The administration will deny permits to assemble such houses from this week, officers added.
The announcement got here after Seoul was hit by its heaviest downpour in 115 years, killing not less than 11 individuals.
Many stay lacking in Seoul and close by Gyeonggi Province following the heavy rains that swamped the area on Monday and Tuesday, turning streets into car-clogged rivers, flooding subway stations, triggering landslides, and displacing greater than 1,800 individuals from their houses.
A broken highway inside Seoul Nationwide College’s Gwanak Campus in Seoul
(EPA)
Amongst those that died in rain-related incidents have been three members of a household – a girl, her sister and teenage daughter. They have been discovered lifeless after being trapped in a flooded semi-basement house in Sillim-dong.
Based on an area newspaper, a girl in her 50s was additionally discovered lifeless in a basement flat after being drowned.
These tragedies in flooded basements have renewed the eye on inequalities in South Korea, which have been delivered to worldwide consideration by the Korean-language movie Parasite. It confirmed how individuals dwelling in such dwellings battle to make ends meet and are largely ignored by the society’s wealthy.
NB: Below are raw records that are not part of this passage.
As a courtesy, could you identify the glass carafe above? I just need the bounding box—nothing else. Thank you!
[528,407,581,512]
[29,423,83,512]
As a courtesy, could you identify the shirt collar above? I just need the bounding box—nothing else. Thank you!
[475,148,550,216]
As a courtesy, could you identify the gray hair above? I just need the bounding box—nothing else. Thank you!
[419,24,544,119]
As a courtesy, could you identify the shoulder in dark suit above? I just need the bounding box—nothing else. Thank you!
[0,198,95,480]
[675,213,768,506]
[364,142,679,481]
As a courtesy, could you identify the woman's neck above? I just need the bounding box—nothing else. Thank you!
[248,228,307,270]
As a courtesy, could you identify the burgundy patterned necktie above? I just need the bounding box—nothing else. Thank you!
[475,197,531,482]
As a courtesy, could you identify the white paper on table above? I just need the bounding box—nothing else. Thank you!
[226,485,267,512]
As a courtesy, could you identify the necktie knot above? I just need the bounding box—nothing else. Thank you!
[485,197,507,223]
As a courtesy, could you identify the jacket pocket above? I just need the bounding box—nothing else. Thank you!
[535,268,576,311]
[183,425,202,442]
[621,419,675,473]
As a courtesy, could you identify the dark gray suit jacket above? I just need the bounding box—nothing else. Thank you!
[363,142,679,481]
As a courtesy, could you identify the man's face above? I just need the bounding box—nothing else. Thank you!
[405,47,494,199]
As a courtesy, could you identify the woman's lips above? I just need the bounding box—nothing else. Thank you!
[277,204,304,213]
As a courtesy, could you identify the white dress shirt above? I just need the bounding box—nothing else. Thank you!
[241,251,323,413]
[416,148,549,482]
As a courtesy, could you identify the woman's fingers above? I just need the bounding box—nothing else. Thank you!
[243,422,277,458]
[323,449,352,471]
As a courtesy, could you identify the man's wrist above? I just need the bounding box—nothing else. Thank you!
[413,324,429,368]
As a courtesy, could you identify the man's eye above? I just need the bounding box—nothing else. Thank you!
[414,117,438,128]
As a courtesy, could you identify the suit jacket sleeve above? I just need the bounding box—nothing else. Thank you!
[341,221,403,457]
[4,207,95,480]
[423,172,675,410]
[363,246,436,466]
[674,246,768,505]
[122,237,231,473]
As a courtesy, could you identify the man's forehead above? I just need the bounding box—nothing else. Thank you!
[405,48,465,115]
A automotive broken by flood water is seen on the road after heavy rainfall at Gangnam district
(AFP through Getty)
The success of the film and its subsequent Oscar win compelled the town authorities to pledge to financially assist not less than 1,500 households dwelling in these residences.
“Underground and semi-underground housing threatens the weak in all features,” Seoul mayor Oh Se-hoon stated.
About 5 per cent or 200,000 houses in Seoul are basement or semi-basement flats, in response to a 2020 census by the town’s metropolitan authorities.
Inequality and the hole between the wealthy and the poor has worsened with the coronavirus pandemic.
The revenue hole between most lowest class teams and the highest 20 per cent of households has elevated since 2019, a report by Shinhan Financial institution confirmed in April.